18. Memorandum From the Special Advisor to the President and Secretary of State on Arms Control Matters (Nitze) to Secretary of State Shultz1

SUBJECT

  • Getting the MX through Congress

In connection with last Friday’s discussion with Senators Stevens and Nunn,2 I talked with T.K. Jones, who deals with strategic and theater nuclear forces in the Pentagon (DDR&E), about the status of planning for MX basing. I asked him whom in the Pentagon I should talk with in order to coordinate our testimony with that of the Pentagon on the subject. T.K. Jones said that no one short of Secretary Weinberger could deal with the matter since Mr. Weinberger had not yet decided the issue.

The Air Force does not want to spend the money and is against including hardening in the program. Jones tells me that the Air Force estimates 100 to 140 million dollars per super-hardened silo. He says that he and Wade think that number is too high, perhaps by a factor of two. He thinks the Air Force is inflating the figure because it does not wish to spend the money on hardening.

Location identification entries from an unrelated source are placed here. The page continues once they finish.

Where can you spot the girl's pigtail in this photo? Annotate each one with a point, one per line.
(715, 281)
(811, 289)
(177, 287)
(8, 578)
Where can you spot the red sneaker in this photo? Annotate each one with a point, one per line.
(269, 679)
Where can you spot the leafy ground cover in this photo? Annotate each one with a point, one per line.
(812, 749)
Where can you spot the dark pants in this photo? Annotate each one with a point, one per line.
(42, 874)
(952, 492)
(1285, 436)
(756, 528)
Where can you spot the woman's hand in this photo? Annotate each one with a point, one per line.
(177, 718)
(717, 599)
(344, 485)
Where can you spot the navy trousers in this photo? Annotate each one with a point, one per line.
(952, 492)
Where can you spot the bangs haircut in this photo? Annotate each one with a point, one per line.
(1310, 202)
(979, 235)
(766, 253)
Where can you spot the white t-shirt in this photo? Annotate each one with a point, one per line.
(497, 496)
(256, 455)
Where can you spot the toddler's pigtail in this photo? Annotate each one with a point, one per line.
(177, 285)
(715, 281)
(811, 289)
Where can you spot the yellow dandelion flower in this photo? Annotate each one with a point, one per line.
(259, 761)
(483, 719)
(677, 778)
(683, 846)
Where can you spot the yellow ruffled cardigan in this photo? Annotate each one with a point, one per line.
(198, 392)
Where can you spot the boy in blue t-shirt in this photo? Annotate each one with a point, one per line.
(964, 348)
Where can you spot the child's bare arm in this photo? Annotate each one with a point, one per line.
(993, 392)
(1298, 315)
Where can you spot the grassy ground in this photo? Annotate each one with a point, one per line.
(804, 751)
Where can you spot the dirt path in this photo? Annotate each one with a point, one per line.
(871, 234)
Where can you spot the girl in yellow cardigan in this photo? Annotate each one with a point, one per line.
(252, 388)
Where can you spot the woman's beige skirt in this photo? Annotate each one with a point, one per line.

Chu, who handles Program Analyses and Evaluation in the Pentagon, wants to delay deciding the issue in the hopes that the [Page 56] Congress will take the initiative in asking the Pentagon to include hardening in the program. Russ Roark, who handles legislative affairs in the Pentagon, is strongly in favor of including hardening. T.K. Jones is also strongly in favor. Ikle is vacillating between including hardening in the program now or delaying it for four years until there is a possibility of deploying hard-site defense with it. Jim Wade, Acting Head of DDR&E, is uncertain as to which way the decision should go.

I have discussed the above with General Chain. If you have any guidance to give us, we would appreciate it.

  1. Source: Department of State, Ambassador Nitze’s Personal Files 1953, 1972–1989, Lot 90D397, January–February 1985. Secret; Sensitive.
  2. January 18. No minutes were found.